A esse fundamento se somou o princípio da liberdade religiosa, previsto no artigo 5º, inciso VI, da Constituição Federal. Ao estipular local específico onde a cerimônia confessional deve ser realizada, à revelia dos interessados e sem justo motivo, a restrição subordina a produção de efeitos jurídicos do casamento religioso a uma escolha que pertence ao próprio fiel e à sua comunidade de fé. O direito à liberdade de culto inclui, segundo a decisão, a faculdade de o casal escolher livremente o lugar em que pretende contrair matrimônio em harmonia com sua fé.
Como concluiu a Corregedoria-Geral da Justiça?
O Parecer 154/2026-E, elaborado pelo Juiz Assessor da Corregedoria Guilherme Silveira Teixeira e aprovado pela Corregedora-Geral da Justiça Silvia Rocha, recebeu a apelação como recurso administrativo, na forma do artigo 246 do Código Judiciário do Estado de São Paulo, e deu-lhe provimento para remover o óbice invocado e determinar o registro do casamento religioso com efeito civil.

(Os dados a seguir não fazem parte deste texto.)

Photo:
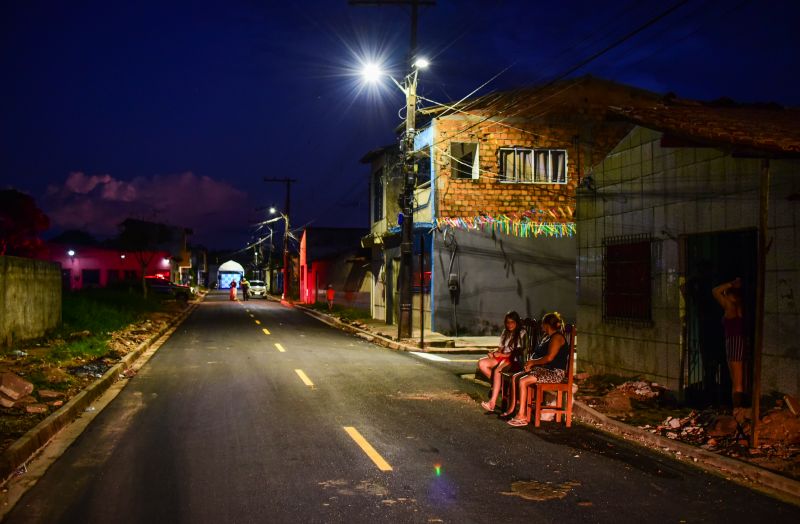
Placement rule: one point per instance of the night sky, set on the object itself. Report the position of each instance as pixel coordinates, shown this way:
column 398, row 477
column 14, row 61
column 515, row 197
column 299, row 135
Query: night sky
column 175, row 111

Com base no poder hierárquico da Corregedoria-Geral sobre as Corregedorias Permanentes, foi também revogada a determinação geral exarada no Pedido de Providências n. 201/2009, que exigia a celebração da cerimônia no interior de templo religioso.
Dessa forma, o registro civil do casamento religioso com efeito civil não pode ser condicionado à realização da cerimônia em templo religioso, nem por ato correcional de caráter geral nem por decisão individual, bastando o atendimento aos requisitos legais e regulamentares de habilitação, prazo e formalidades do termo religioso. Eventuais fraudes ou abusos relacionados ao ato devem ser apurados em cada caso concreto, sem servir de fundamento a restrição correcional genérica.
Cf. TJSP, Parecer 154/2026-E, Juiz Assessor da Corregedoria Guilherme Silveira Teixeira, aprovado pela Corregedora-Geral da Justiça Silvia Rocha em 17.04.2026.
Em destaque:
O registro civil do casamento religioso com efeito civil não pode ser condicionado à celebração da cerimônia em templo religioso, por ausência de previsão legal ou regulamentar e por afronta à liberdade religiosa, bastando o atendimento aos requisitos formais de habilitação e do termo religioso previstos na lei e nas normas de serviço.
BRANDÃO, Débora; ANTONINI, Mauro. Curso de direito civil: direito de família e das sucessões. São Paulo: Thomson Reuters Brasil, 2025. v. 4, p. 119.